ETIS DALAM PERIKLANAN

SHENDIE YARRY
16209753
4EA15



ETIS DALAM PERIKLANAN 


A. Definisi Iklan
Iklan menurut Thomas M. Garret, SJ, dapat dipahami sebagai aktivitas-aktivitas yang berupa pesan-pesan visual atau moral dan disampaikan kepada khalayak dengan maksud menginformasikan atau mempengaruhi mereka untuk membeli barang dan jasa yang diproduksi, atau untuk melakukan tindakan-tindakan ekonomi secara positif terhadap idea-idea, institusi-institusi atau pribadi-pribadi yang terlibat di dalam iklan tersebut. Untuk membuat konsumen tertarik, iklan harus dibuat menarik bahkan kadang dramatis. Tapi iklan tidak diterima oleh target tertentu (langsung).
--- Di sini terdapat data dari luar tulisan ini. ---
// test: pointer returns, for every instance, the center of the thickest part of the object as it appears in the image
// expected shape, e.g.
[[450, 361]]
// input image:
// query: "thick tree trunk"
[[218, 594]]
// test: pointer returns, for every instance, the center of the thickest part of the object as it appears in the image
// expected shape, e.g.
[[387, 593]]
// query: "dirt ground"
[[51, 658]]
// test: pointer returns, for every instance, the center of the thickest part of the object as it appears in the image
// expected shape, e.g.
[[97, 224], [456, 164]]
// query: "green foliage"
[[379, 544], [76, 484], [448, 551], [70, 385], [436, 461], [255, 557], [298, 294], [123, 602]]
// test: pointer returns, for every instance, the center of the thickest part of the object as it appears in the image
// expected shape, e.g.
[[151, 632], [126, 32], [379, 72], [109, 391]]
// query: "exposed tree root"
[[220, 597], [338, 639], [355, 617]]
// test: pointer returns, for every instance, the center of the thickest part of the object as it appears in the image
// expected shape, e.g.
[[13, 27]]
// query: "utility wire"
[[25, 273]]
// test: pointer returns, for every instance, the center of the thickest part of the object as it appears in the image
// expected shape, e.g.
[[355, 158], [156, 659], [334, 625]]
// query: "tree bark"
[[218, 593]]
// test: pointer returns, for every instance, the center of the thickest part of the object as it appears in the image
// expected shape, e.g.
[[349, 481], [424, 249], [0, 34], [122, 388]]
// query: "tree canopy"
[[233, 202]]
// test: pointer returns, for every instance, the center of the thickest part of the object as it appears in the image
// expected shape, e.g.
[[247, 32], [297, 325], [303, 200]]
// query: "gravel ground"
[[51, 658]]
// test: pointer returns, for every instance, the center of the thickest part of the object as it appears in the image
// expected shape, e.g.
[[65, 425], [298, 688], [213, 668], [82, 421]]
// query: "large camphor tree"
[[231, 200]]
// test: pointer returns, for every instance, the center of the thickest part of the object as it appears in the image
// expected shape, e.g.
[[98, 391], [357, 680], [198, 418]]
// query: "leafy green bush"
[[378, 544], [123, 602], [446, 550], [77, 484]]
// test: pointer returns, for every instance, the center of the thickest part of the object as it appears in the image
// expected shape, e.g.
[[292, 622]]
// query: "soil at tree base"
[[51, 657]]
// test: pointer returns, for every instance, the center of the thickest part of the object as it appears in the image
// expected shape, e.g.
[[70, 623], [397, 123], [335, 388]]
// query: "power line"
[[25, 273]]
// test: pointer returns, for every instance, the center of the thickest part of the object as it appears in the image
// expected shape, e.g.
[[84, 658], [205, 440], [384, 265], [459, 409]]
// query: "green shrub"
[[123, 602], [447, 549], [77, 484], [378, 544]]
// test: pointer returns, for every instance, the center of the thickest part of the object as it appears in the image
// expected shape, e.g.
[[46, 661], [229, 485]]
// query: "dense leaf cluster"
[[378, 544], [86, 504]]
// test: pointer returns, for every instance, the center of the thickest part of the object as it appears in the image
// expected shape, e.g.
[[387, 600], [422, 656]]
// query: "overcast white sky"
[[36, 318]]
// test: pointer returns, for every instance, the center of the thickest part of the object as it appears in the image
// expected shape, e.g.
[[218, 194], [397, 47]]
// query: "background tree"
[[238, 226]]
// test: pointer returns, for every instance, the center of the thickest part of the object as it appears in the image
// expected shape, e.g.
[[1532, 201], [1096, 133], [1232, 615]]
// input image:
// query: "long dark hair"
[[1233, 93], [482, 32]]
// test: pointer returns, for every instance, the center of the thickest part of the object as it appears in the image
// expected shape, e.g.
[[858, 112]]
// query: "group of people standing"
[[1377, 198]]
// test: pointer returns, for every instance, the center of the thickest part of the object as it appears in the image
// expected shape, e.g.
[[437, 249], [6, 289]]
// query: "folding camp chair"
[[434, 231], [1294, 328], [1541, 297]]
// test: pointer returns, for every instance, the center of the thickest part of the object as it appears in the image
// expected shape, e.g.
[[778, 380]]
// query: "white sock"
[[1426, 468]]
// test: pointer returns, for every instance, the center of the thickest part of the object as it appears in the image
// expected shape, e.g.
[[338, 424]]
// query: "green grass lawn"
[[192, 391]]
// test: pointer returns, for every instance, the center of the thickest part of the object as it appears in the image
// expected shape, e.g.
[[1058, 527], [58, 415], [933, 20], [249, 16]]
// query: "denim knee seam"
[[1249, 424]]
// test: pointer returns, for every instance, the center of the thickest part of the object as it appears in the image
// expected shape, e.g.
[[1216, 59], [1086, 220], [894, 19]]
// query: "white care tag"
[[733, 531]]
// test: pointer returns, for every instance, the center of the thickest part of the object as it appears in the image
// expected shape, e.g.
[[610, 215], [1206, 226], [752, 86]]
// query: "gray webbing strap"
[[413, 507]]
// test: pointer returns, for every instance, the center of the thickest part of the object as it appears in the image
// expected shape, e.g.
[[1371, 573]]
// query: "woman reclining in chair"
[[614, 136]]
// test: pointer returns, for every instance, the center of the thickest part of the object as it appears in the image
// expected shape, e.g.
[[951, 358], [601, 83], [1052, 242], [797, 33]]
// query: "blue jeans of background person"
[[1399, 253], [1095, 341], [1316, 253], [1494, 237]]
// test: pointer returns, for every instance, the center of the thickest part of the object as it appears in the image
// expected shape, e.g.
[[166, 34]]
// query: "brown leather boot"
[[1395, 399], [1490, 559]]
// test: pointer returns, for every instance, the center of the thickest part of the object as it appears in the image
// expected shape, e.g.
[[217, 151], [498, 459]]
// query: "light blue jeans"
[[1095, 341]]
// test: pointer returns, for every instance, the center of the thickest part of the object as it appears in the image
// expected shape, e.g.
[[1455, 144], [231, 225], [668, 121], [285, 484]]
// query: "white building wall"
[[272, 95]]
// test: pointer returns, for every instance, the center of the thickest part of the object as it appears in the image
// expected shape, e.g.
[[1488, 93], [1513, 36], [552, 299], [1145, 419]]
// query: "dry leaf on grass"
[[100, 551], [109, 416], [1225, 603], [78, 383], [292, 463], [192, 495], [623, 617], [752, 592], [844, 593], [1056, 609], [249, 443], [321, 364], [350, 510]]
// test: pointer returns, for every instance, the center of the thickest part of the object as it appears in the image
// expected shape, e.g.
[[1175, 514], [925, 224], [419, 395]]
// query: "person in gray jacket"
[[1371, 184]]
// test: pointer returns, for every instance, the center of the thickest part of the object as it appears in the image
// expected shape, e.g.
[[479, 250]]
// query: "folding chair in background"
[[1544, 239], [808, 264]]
Iklan dikomunikasikan kepada khalayak luas (melalui media massa komunikasi iklan akan diterima oleh semua orang: semua usia, golongan, suku, dsb). Sehingga iklan harus memiliki etika, baik moral maupun bisnis.

Masalah moral dalam iklan muncul ketika iklan kehilangan nilai-nilai informatifnya, dan menjadi semata-mata bersifat propaganda barang dan jasa demi profit yang semakin tinggi dari para produsen barang dan jasa maupun penyedia jasa iklan. Padahal, sebagaimana juga digarisbawahi oleh Britt, iklan sejak semula tidak bertujuan memperbudak manusia untuk tergantung pada setuap barang dan jasa yang ditawarkan, tetapi justru menjadi tuan atas diri serta uangnya, yang dengan bebas menentukan untuk membeli, menunda atau menolak sama sekali barang dan jasa yang ditawarkan. Hal terakhir ini yang justru menegaskan sekali lagi tesis bahwa iklan bisa menghasilkan keuntungan-keuntungan bagi masyarkat.

B. Fungsi Periklanan
Periklanan dibedakan dalam dua fungsi :
Fungsi informatif dan fungsi persuasif. Tetapi pada kenyataannya tidak ada iklan yang semata-mata informatif dan tidak ada iklan yang semata-mata persuasif.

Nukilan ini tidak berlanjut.